Nitti: i ministri affaticati

Francesco Saverio Nitti è stato forse, tra gli esponenti della classe dirigente liberale del periodo immediatamente prefascista, quello che più lucidamente ha visto l’urgenza di riformare lo Stato e di dare una nuova forma e metodo di lavoro alla burocrazia. In questo passo del suo libro postumo, tra molti pensieri e riflessioni di fine vita, colpisce l’analisi acutissima dei limiti del ceto politico quale causa prima della crisi istituzionale.

 

I ministri che dicono di non aver mai tempo, che sono sommersi dal lavoro, che hanno sempre l’aria affaticata, sono i meno colti, i meno intelligenti e i meno preparati. Sono come nuotatori inesperti che devono traversare a nuoto ogni giorno un fiume, fanno una serie di movimenti inutili e si stancano quando sono ancora lontani dalla meta. Se anche la corrente del fiume non è agitata, sono essi che non sono tranquilli e si agitano inutilmente.
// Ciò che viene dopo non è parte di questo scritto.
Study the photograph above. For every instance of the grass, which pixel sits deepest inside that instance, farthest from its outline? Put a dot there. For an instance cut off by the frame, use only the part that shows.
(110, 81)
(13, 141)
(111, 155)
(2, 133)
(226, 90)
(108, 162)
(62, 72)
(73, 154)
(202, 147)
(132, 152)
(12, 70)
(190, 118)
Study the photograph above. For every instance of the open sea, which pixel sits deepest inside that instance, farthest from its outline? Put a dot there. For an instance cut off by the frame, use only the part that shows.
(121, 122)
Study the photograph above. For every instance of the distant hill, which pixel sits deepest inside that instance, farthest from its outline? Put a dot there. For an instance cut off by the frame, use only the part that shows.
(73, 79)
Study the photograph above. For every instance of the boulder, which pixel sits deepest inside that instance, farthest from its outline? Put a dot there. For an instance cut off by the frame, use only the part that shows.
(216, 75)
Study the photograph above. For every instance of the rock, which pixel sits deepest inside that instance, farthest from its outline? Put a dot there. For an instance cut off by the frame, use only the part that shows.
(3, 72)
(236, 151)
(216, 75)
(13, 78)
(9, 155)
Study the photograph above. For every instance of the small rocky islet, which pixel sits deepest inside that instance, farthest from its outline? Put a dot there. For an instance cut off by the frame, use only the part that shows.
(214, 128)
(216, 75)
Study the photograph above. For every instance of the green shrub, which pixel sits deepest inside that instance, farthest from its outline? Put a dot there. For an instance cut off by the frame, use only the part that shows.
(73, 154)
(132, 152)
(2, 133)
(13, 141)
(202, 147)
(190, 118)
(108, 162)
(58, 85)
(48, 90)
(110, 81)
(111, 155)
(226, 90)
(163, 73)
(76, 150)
Sono in generale gli stessi ministri che hanno per abitudine di far cadere tutte le responsabilità sulla burocrazia e di dire che gli impiegati non valgono nulla. E così dan prova della propria incapacità, cioè di non saper utilizzare gli uomini secondo le loro attitudini.

Nei tempi normali un vero capo non è mai troppo affaticati e trova sempre modo di utilizzare i suoi dipendenti. E se proprio i suoi dipendenti sono incapaci, trova il modo di eliminarli.

(F.S. Nitti, Meditazioni e ricordi, Milano, Mondadori, 1953, p. 53).